Micron Technology Inc. (MU) is scheduled to announce its first-quarter fiscal 2013 results after markets close on December 20, 2012. In the run up to the earnings release, we notice no movements in estimates.
Fourth Quarter Overview
Micron delivered fourth-quarter 2012 adjusted loss per share of 24 cents, wider than the Zacks Consensus Estimate of a loss of 22 cents per share. The dismal performance was due to lackluster average selling prices (ASP) per unit and macro uncertainty.
The company’s reported revenue dropped 8.3% year over year to $1.96 billion. The decline was mainly due to lower DRAM and NAND shipment. Contribution from the NOR Flash product was modest.
Rising costs and a significant drop in DRAM ASP resulted in a decline in gross margin. Operating costs improved moderately as selling and general expenses reduced. Operating loss margin in the quarter was 7.1% compared with operating loss margin of 2.4% in the year ago period.
Micron did not provide any specific guidance for revenue or earnings. However, the company asserted that it will remain focused on cost cutting initiatives, new product introductions and manufacturing efficiencies. The company also noted that it expects more NAND consumption based on the growing demand for smartphones and tablets.
In addition, Micron expects to benefit from the necessary supply adjustments as some NAND suppliers stabilize the supply/demand situation.
Agreement of Analysts
The analysts expect that the emerging demand for ultrabooks, smartphones and tablets will increase the demand for Micron’s NAND business. DRAM is also gaining popularity in both the low-end and high-end smartphones. Increasing adoption of the high-end smartphones and tablets has consequently increased the demand for mobile DRAM.
Analysts also expect that the expansion of NAND in Singapore will benefit the flash market pricing from fiscal 2013 onwards. Also a potential boost in the PC market due to Microsoft Corp.’s (MSFT) Windows 8 operating system could boost the demand for DRAM. Analysts expect the demand for SSD to rise in the coming quarters, which will eventually contribute to Micron’s success.
However, the pricing of the DRAM and NAND chips and their respective end-market demand remain the key concerns for the analysts. A lackluster PC market will continually pressurize Micron’s fundamentals.
All the 24 estimates for the first quarter 2013 and fiscal 2013 were maintained in the last 30 days. However, out of the 19 estimates for fiscal 2014, only one estimate moved upward in the last 30 days.

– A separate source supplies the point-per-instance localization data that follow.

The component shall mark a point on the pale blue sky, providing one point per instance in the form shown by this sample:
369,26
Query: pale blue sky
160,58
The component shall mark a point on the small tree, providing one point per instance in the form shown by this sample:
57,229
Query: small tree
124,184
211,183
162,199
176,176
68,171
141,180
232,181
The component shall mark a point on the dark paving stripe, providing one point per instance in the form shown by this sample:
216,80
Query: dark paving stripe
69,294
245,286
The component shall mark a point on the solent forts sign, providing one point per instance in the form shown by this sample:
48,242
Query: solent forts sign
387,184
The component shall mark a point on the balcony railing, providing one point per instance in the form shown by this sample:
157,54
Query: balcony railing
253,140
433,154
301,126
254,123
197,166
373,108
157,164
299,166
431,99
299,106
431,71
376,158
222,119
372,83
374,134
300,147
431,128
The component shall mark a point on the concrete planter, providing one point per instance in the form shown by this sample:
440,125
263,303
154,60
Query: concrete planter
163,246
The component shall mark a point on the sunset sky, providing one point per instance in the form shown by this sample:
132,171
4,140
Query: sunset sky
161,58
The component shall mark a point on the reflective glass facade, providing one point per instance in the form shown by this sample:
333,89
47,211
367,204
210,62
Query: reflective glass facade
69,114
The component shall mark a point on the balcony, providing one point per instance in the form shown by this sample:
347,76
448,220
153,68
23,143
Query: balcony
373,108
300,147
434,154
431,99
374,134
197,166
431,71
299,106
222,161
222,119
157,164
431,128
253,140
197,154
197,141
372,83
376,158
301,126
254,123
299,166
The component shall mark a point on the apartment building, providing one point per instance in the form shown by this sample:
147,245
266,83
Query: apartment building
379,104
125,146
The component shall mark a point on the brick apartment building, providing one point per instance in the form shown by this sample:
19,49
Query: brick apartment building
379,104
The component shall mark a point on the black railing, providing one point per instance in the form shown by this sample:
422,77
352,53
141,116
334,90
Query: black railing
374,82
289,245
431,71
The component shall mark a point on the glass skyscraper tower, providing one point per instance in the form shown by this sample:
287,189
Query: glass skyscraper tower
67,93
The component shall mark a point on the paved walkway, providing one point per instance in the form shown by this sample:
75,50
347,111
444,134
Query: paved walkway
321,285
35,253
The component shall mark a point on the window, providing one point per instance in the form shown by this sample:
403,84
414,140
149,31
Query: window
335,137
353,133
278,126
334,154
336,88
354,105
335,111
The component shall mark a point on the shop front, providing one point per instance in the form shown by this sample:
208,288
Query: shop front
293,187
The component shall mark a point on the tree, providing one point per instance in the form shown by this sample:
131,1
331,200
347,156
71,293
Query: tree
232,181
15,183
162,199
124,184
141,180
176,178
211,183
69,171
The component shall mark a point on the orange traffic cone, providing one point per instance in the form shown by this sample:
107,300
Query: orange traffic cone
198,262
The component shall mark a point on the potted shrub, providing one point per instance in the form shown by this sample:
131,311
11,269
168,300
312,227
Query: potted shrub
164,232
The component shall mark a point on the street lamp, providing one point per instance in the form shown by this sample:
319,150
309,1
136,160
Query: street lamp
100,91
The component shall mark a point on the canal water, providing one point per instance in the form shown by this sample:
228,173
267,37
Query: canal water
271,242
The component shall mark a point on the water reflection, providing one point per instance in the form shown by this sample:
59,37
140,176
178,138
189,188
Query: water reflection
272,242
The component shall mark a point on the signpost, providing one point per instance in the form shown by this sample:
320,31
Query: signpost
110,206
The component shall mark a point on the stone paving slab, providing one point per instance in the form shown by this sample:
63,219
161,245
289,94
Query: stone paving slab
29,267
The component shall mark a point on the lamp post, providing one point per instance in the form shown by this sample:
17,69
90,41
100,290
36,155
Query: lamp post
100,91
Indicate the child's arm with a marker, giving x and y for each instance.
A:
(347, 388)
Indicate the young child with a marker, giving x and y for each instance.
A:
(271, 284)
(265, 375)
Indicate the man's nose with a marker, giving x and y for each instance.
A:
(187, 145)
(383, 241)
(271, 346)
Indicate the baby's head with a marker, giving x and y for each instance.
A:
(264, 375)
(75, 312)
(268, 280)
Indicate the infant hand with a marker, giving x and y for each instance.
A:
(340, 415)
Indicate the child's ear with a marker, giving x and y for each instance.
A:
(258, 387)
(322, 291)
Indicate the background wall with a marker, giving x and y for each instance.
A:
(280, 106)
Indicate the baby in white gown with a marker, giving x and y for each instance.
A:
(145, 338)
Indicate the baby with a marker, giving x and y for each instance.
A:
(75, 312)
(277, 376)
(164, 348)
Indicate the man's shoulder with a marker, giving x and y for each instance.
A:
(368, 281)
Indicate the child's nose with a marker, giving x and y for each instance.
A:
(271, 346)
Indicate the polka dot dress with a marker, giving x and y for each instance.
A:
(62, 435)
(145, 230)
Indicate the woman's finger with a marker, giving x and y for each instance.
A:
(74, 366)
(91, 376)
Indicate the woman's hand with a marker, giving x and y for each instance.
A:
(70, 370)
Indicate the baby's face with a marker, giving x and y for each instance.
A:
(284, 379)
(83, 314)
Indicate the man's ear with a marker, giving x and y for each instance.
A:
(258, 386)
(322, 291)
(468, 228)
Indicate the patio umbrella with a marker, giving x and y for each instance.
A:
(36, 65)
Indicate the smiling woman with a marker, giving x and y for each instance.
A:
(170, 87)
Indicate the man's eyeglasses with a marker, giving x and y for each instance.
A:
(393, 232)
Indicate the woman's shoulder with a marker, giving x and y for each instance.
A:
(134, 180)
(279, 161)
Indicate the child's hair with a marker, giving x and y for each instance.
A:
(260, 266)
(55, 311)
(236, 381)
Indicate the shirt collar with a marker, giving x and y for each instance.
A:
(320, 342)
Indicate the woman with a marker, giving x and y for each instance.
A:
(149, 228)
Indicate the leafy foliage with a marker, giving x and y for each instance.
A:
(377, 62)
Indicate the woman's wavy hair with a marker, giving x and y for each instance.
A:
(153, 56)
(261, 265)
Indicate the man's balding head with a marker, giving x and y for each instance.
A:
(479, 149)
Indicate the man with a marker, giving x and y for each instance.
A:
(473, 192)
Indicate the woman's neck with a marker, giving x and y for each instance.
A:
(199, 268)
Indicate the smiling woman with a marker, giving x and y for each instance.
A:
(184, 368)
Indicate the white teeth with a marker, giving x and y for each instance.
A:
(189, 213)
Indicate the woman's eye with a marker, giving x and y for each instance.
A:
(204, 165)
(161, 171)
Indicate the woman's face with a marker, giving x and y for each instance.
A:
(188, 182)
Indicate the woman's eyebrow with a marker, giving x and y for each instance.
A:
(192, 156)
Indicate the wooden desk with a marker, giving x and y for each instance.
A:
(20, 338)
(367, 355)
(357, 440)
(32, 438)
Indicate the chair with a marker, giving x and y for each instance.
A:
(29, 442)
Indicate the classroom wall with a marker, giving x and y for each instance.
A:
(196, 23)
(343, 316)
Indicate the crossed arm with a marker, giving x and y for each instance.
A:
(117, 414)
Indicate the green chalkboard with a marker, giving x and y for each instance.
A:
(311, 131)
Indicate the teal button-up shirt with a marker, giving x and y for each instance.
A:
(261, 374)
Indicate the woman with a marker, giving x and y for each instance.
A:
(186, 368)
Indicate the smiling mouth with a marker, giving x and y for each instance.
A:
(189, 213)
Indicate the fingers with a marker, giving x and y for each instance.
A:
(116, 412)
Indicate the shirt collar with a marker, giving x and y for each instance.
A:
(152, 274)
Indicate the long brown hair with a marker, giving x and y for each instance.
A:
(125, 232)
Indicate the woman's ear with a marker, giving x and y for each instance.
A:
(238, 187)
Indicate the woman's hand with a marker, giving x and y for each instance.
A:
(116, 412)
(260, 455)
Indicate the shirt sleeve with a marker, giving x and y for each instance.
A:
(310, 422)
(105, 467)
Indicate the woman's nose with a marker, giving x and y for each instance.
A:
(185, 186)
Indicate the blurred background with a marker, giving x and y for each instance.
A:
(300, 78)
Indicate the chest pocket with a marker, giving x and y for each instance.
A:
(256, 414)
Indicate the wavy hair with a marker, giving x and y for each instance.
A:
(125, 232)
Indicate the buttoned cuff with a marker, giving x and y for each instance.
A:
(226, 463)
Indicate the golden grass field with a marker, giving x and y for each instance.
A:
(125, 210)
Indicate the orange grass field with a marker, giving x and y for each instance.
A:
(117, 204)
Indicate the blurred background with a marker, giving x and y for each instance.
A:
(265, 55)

Magnitude of Estimate Revisions
The Zacks Consensus Estimate for the first quarter and fiscal 2013 remained unchanged at a loss of 19 cents per share and a loss of 26 cents per share, respectively, over the past 30 days. However, the estimate for the first quarter and fiscal 2013 dropped 14 cents and 44 cents, respectively, in the past 90 days. This significant drop, since the fourth quarter earnings, reflects concerns relating to DRAM pricing.
We believe that pricing would act as a deciding factor for Micron’s first quarter. Also, lackluster demand for desktop PCs will remain an overhang over the DRAM fundamentals.
However, we remain encouraged by Micron’s pending Elpida buyout (a bankrupt Japanese chipmaker) that could bring in a larger DRAM market share. Also, Apple Inc.’s (AAPL) reliance on Elpida would be a win-win situation for Micron, going forward.
On the other hand, we believe that it will not be easy for Micron to capture market share from SanDisk Corp. (SNDK), a key player in the NAND zone.
Currently, Micron has a Zacks #3 Rank (Hold).